The Chinese economy grew around 10.1 percent last year, the deputy head of China's top economic planning agency told Reuters on Saturday, which amounts to the fastest pace of annual growth in three years.
Zhang Xiaoqiang, vice chairman of the National Development and Reform Commission, said the country's gross domestic product totalled about 39.5 trillion yuan ($6 trillion) in 2010.
The 2010 growth rate accelerated from a revised 9.2 percent expansion seen in 2009.
But Zhang noted that China may struggle to meet its 2011 inflation target of 4 percent as domestic labour costs climb and global commodity prices soar.
There are many factors that are putting upward pressure on domestic prices, and we must note that imported inflation is intensifying this year, he said at a trade forum.
Zhang reiterated the government aims for growth this year of 8 percent in China's economy, the world's biggest, but stressed that the task of keeping prices stable will top Beijing's agenda.

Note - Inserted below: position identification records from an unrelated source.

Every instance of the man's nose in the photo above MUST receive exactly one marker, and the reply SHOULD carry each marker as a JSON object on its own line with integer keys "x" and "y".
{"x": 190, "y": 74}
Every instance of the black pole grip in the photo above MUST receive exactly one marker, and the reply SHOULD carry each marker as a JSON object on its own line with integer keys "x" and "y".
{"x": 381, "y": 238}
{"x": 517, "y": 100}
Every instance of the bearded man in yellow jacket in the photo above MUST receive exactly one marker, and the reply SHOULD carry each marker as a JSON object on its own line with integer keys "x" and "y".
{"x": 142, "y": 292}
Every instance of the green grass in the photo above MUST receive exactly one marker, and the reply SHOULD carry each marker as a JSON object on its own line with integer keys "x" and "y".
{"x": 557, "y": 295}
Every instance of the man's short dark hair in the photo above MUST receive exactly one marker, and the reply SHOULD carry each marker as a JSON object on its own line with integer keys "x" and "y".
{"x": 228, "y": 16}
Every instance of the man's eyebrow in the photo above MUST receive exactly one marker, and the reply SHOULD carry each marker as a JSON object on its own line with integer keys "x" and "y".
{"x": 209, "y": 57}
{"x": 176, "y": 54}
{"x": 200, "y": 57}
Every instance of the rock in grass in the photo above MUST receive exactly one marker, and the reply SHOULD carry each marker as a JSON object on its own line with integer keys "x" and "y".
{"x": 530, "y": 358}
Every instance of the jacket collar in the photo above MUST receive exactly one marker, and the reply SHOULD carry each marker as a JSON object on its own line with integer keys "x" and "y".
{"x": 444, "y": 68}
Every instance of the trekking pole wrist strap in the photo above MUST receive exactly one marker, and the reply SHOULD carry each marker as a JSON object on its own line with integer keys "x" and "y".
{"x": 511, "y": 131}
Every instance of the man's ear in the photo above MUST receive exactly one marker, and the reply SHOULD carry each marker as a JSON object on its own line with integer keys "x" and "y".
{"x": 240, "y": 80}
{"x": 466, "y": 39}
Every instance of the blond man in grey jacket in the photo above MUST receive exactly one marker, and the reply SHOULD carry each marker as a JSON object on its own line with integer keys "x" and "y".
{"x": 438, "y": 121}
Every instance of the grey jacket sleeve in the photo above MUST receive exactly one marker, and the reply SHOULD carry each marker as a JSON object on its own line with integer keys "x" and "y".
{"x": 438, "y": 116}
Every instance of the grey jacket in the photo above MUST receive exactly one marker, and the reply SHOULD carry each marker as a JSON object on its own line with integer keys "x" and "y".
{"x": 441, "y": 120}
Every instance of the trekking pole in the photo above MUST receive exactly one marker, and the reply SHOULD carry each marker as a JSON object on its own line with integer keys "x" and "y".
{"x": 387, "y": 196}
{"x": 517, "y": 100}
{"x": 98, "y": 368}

He said uncertainties around the pace of recovery in the world economy could weigh on China's key export sector in 2011.
We may face big difficulties in growing our exports in the future, he said.
To get around that, Zhang said, Chinese exporters should endeavour to move up the manufacturing value chain and place less emphasis on volume and more on quality.
His assessment of China's outlook is less upbeat than that of China's Commerce Minister Chen Deming.
Chen said on Friday China's exports and imports will grow at a faster pace this year than in 2010.
Chinese exports jumped around 31 percent in 2010 from a year ago, while imports leapt nearly 39 percent.